Questo qualcuno, in uno Stato democratico, è il Magistrato al quale, affinché possa svolgere le sue delicatissime funzioni, è vitale assicurare la massima autonomia dall'influenza di qualunque potere.
Ove il Magistrato sottostasse ad una qualsivoglia entità dominante (economica, politica o religiosa) verrebbe a perdere, nei confronti di questa, quella libertà d'agire che rappresenta la garanzia essenziale dell'eguaglianza nell'applicazione del diritto. Nello stesso tempo, questa entità acquisirebbe un pericoloso status di impunità di fronte alla legge.

La democrazia si basa sul principio che è il popolo nel suo insieme a prendere le decisioni che riguardano il comune interesse. Con la divisione dei poteri è stato ideato un sistema che mantiene l'integrità e l'indipendenza della magistratura

, equilibrando le funzioni legislativa ed esecutiva, così da attribuire potenzialmente ad ogni cittadino la stessa responsabilità e gli stessi diritti.
Una Magistratura indipendente costituisce per il cittadino garanzia primaria ed essenziale di equità e di tutela di fronte al potere economico e politico. Nessun potente deve poter restare impunito, né prevaricare i diritti dei più deboli.
Questa distinzione dei poteri deve tradursi, sul piano pratico, in una autonomia reciproca che consente vicendevole controllo, e che, quanto più è rigida e radicata, tanto maggiormente garantisce il cittadino contro gli abusi di qualunque potere, consentendogli una effettiva difesa dei propri diritti, non solo nei processi contro l'autorità pubblica, ma contro qualunque sua indiretta deviazione di fatto, (che attiene anche all'ipotesi - ben nota a chi ha vissuto passate esperienze politiche dittatoriali - di persecuzioni specifiche mediante la Magistratura).
Per maggiore chiarezza, è opportuno sottolineare che la Magistratura non è un organo dell'amministrazione statale: i Magistrati non sono dei funzionari dello Stato.
Al pari degli altri poteri dello Stato, essi rispondono del loro operato solo al popolo e non alle strutture amministrative.

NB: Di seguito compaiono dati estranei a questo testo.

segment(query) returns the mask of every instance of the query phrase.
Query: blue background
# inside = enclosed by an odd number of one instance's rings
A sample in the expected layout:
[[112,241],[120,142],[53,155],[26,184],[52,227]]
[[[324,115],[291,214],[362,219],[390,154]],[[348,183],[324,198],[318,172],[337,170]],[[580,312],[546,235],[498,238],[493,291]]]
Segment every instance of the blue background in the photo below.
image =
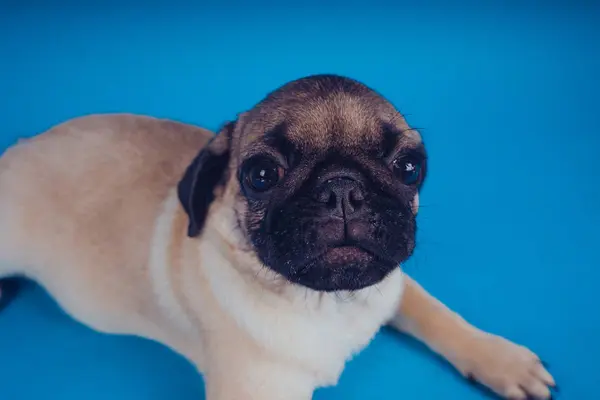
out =
[[[538,352],[562,398],[600,398],[596,4],[135,1],[0,3],[0,148],[98,112],[215,129],[288,80],[362,80],[423,129],[431,156],[406,270]],[[95,333],[37,286],[0,314],[2,400],[202,396],[181,357]],[[384,331],[316,399],[487,396]]]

La Costituzione italiana, secondo un tracciato universalmente diffuso nelle Costituzioni democratiche, esplicita in modo chiaro e netto tale separazione, stabilendo altresì, quale rafforzamento e conferma di tale autonomia, che la Magistratura deve essere retta da un proprio organo di governo: il Consiglio Superiore della Magistratura.

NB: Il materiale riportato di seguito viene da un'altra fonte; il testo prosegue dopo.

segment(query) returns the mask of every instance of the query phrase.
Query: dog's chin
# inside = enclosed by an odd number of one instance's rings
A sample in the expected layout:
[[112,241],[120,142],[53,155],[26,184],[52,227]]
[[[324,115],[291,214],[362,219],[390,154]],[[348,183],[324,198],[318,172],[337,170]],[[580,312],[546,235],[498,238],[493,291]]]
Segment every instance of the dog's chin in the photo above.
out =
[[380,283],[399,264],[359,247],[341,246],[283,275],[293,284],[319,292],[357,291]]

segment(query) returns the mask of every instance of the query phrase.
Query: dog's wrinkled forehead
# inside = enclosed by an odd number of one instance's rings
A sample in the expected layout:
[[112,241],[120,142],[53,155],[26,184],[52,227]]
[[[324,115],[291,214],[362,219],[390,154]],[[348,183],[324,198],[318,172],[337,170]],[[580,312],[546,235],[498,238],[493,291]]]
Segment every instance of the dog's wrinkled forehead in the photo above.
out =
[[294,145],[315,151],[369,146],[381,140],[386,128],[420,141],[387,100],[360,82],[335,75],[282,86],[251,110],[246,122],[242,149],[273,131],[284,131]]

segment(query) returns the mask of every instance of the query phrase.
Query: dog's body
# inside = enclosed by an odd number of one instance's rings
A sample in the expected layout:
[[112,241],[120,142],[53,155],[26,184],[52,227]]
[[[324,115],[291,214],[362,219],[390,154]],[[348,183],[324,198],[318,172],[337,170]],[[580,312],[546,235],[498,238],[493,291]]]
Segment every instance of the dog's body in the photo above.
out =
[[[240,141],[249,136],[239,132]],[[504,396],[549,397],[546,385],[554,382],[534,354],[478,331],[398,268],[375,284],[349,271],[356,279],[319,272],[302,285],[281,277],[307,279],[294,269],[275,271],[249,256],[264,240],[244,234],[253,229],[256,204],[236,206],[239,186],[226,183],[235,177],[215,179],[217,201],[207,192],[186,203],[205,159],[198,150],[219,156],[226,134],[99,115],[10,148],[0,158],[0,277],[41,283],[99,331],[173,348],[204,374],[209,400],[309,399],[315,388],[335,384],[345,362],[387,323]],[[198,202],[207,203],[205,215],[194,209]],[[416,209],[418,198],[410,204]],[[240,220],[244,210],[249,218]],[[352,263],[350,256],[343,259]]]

In queste condizioni, già che si concepisca l'esistenza di un "Ministro della Giustizia", appare in un certo senso come una contraddizione in termini, poiché le uniche funzioni che gli altri poteri statali possono svolgere al riguardo (senza violare, direttamente o indirettamente, la stabilita indipendenza) sono soltanto quelle di fornire aule e mezzi operativi alla Magistratura, nonché pagare i relativi stipendi.
Il Ministro della Giustizia, non a caso chiamato anche "Guardasigilli", per la sua funzione di servizio originaria, è un reperto storico, un ricordo dell'epoca nella quale il Monarca assoluto, detentore di tutti i poteri pubblici, amministrava anche la Giustizia.
Naturalmente, però, l'autonomia dei Giudici, che attribuisce loro la possibilità di sanzionare gli errori e le prevaricazioni degli esponenti istituzionali, ha sempre dato fastidio al potere politico e ciò tanto maggiormente quanto più ampia era l'area di illegalità nella quale esso propendeva a sconfinare.
Il grado e l'effettività di questa indipendenza, perciò, rappresenta di fatto la cartina al tornasole della correttezza e democraticità di uno Stato (e del suo livello di corruzione interna).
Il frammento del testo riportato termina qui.